Oh yes.  2010 – the eleven year decade. 
It is, you know.  2010 is the last year of the first decade of the 21st century, not the first year of the second decade of the 21st century.  Not at all like things were when they got all mucked up eleven years ago.  Of course, unless clearer minds prevail - and unless we do away completely with lawyers, politicians, infomercial spokespersons, and worst of all, politicians who used to be lawyers and infomercial spokespersons, that’s not likely to happen – it will happen all over again in the year 2099, 2199, 2299, and on to infinity and beyond (say, that’s catchy!).  Odds are looking better every day that I will not be around for any of those successive events, but for those of you who are – remember – you heard it first here!  Please credit all royalties to my grandchildren.

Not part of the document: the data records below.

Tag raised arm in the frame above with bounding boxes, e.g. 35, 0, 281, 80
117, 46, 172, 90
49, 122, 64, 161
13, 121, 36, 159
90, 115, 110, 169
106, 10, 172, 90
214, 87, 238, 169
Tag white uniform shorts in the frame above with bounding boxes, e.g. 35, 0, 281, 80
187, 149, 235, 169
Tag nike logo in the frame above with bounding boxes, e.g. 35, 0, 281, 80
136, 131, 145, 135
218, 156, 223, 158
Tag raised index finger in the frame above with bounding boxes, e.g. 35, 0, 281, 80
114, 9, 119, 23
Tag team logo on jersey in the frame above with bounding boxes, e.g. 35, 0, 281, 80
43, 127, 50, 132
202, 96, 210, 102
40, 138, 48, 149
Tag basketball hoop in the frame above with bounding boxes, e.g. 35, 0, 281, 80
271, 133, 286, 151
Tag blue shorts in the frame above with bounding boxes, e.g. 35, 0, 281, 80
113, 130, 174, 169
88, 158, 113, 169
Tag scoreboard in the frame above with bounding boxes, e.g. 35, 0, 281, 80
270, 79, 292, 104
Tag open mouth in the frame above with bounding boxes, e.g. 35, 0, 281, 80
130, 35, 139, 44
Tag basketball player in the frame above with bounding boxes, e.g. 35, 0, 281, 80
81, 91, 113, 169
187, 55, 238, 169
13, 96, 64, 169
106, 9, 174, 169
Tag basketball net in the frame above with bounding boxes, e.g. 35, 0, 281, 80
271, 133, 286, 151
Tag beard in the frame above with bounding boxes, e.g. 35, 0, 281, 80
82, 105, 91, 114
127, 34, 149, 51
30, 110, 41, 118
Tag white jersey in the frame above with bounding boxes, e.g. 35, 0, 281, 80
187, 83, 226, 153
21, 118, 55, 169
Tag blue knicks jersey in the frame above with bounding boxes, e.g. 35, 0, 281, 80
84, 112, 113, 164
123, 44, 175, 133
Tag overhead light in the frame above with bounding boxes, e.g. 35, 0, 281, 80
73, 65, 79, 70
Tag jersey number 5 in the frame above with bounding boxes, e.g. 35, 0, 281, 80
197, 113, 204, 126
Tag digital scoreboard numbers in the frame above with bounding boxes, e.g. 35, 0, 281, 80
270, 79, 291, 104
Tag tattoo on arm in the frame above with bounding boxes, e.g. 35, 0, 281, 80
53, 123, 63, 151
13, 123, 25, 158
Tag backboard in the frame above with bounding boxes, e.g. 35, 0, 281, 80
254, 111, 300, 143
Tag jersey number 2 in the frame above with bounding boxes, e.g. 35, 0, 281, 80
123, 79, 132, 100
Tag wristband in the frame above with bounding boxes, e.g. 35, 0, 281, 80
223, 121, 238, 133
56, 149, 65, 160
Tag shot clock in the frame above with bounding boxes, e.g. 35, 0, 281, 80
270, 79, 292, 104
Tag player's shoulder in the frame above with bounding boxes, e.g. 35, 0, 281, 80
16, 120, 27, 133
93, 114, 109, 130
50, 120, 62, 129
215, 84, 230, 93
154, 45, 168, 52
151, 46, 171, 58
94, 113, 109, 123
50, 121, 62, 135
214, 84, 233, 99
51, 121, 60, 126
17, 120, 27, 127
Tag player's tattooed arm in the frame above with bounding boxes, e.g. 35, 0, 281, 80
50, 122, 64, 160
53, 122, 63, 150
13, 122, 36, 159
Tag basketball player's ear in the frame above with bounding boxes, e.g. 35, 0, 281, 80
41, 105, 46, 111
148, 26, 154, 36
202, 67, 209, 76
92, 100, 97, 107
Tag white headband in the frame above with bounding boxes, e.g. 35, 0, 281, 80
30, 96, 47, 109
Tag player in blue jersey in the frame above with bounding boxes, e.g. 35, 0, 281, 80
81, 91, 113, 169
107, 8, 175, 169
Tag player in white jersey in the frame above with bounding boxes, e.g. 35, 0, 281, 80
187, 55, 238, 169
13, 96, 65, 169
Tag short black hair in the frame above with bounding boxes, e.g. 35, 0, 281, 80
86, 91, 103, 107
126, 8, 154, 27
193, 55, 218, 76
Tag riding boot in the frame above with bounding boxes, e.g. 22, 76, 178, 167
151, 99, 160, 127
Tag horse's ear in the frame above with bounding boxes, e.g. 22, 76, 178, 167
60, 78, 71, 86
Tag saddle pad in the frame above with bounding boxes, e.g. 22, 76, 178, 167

I have somehow managed to write almost 400 words and I’m still not on topic.
Did I mention that I’m old and easily sidetr…Ooooh!  Flowers!
I started out with the idea of reminiscing about my childhood.  I was a child in the days when every major market in the burgeoning television industry had a Saturday afternoon show with some guy dressed up to look like the evil offspring of Jerry Springer and Oprah and acting like a cross between Bozo the Clown and Leno. 

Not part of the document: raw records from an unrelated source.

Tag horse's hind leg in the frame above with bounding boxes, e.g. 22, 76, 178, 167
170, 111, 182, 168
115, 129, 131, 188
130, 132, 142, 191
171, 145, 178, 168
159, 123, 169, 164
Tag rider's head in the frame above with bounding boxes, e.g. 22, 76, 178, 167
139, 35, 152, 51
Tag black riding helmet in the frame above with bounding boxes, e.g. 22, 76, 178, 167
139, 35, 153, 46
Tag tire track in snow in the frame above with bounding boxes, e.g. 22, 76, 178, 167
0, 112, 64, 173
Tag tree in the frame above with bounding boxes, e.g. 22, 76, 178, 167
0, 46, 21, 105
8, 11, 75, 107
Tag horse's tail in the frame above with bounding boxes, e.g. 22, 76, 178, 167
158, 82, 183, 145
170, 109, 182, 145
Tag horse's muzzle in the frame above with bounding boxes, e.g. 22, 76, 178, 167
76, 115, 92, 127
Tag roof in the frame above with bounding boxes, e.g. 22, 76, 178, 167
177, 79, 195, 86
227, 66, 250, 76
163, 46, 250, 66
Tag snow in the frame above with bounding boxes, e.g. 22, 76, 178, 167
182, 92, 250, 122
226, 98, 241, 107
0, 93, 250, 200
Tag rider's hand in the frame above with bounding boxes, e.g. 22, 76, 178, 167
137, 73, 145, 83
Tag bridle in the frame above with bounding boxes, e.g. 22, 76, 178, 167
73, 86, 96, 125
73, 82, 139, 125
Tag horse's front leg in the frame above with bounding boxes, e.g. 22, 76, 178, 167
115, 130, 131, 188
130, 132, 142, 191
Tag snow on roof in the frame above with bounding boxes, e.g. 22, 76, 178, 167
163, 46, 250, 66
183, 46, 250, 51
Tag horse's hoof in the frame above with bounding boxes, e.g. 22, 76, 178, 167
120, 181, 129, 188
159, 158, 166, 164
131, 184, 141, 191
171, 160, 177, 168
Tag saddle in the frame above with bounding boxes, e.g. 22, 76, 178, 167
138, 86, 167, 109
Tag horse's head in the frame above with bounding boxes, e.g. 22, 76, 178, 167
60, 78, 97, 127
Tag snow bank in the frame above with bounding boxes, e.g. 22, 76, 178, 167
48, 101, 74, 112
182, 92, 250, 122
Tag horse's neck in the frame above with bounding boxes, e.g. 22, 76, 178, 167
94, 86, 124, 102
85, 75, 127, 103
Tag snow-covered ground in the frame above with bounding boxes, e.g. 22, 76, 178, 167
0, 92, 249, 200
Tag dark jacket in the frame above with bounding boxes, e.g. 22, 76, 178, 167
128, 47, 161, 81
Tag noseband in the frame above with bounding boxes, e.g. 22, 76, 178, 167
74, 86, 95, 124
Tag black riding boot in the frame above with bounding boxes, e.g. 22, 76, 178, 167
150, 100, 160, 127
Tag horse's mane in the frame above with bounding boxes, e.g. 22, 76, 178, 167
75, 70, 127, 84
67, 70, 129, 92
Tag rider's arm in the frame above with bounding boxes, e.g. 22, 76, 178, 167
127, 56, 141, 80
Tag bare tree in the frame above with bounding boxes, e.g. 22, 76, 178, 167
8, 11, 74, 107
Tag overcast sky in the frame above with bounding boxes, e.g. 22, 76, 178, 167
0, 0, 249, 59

It was called Creature Feature, and it had all the classics.  Attack of the 50 Foot Woman, The Incredible Shrinking Man, Abbot & Costello Meet the Werewolf, The Creature from the Black Lagoon, The Crawling Eye, Plan 9 from Outer Space, The Day of the Triffids, It Came from Outer Space, The Thing, Invasion of the Body Snatchers, The House on Haunted Hill, all those great old Universal Black and White monster movies that used light, shadow, music and overacting that made Bill Shatner look like a headliner for the Royal Shakespearean Theater.

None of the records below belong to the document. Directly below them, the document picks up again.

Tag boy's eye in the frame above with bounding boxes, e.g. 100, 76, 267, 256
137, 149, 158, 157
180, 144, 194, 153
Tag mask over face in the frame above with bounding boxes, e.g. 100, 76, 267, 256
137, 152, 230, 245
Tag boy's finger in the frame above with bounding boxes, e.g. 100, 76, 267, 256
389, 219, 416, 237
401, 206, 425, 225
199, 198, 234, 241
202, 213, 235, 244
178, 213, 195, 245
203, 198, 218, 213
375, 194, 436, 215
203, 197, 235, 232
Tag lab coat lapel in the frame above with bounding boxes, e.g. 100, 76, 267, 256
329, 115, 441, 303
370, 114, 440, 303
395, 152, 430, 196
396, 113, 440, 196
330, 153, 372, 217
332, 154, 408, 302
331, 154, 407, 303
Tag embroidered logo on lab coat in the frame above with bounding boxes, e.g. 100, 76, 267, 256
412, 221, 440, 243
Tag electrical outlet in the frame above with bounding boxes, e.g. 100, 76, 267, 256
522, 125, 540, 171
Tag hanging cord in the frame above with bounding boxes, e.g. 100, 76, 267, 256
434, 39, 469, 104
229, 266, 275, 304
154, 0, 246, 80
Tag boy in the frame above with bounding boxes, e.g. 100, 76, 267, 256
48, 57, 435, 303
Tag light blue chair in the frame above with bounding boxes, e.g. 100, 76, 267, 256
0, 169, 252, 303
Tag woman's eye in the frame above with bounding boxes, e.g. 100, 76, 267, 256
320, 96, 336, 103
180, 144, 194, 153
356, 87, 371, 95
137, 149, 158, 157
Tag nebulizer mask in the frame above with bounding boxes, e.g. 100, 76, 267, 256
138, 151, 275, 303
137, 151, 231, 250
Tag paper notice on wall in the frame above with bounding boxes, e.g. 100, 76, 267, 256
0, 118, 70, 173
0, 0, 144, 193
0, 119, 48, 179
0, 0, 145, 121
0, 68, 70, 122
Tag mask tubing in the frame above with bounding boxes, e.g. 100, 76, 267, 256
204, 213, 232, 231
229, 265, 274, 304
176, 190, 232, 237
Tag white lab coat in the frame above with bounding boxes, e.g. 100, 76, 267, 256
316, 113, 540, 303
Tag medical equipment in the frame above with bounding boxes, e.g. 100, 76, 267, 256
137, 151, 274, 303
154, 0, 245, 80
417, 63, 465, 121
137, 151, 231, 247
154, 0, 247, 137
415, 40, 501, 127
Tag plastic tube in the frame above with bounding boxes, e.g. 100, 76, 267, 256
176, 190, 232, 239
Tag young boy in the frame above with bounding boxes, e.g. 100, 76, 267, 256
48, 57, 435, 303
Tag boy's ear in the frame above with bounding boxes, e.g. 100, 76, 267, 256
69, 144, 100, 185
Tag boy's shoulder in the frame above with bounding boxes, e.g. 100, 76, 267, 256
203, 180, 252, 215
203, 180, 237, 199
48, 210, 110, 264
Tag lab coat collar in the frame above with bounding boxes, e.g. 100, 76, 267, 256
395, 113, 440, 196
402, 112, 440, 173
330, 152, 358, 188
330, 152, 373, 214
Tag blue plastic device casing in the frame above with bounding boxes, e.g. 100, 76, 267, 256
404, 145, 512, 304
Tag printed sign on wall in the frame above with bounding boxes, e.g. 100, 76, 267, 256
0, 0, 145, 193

And we loved it!  It was static filled black and white from an antennae on your roof or a set of rabbit years if you were close enough to the broadcast tower, and there were fewer than 35 commercials every 5 minutes.  It was free analog television when Lucy was Queen, Red was King, and Jackie threatened ‘to the moon, Alice, to the moon.’  Father knew Best, Donna was the perfect Mom, and Wally and the Beaver ruled the air.  Every kid on the planet knew what time it was, who was ‘born on a mountain top in Tennessee’, what Kimosabe meant, Rickey Nelson was the original music video star, Ozzie was a cardigan dad instead of a rocker, and that TV stars and Movie Stars moved in two entirely different universes.  It was Mystery Science Theater 3000 before Mystery Science Theater 3000 was cool.  It was corny, slapstick, fall-down stupid shtick, and we loved it.  It was Bela, Boris, Lon and Lon Jr, and Vincent.  And we gloried in it.
And we didn’t get too twisted watching it – well not those of us who didn’t eventually go into law, infomercials, politics or any combination of the three.
And on a good day, you could get a complete set of ginsu knives that would saw through a tin soda can and still cleanly slice an over-ripe tomato for $19.95, operators standing by.  Check or money order, and postal zones had not yet evolved into zip codes.  Superman Magazine cost a dime, and milk was 25 cents a quart in a vending machine on the corner next to a real telephone booth Dr. Who would be proud of.
And the maniacal laugh of Vincent Price later added to the end of Michael Jackson’s Thriller would have us looking under our beds and closing the closet doors at bed time … just in case.
That was yesterday when we were young.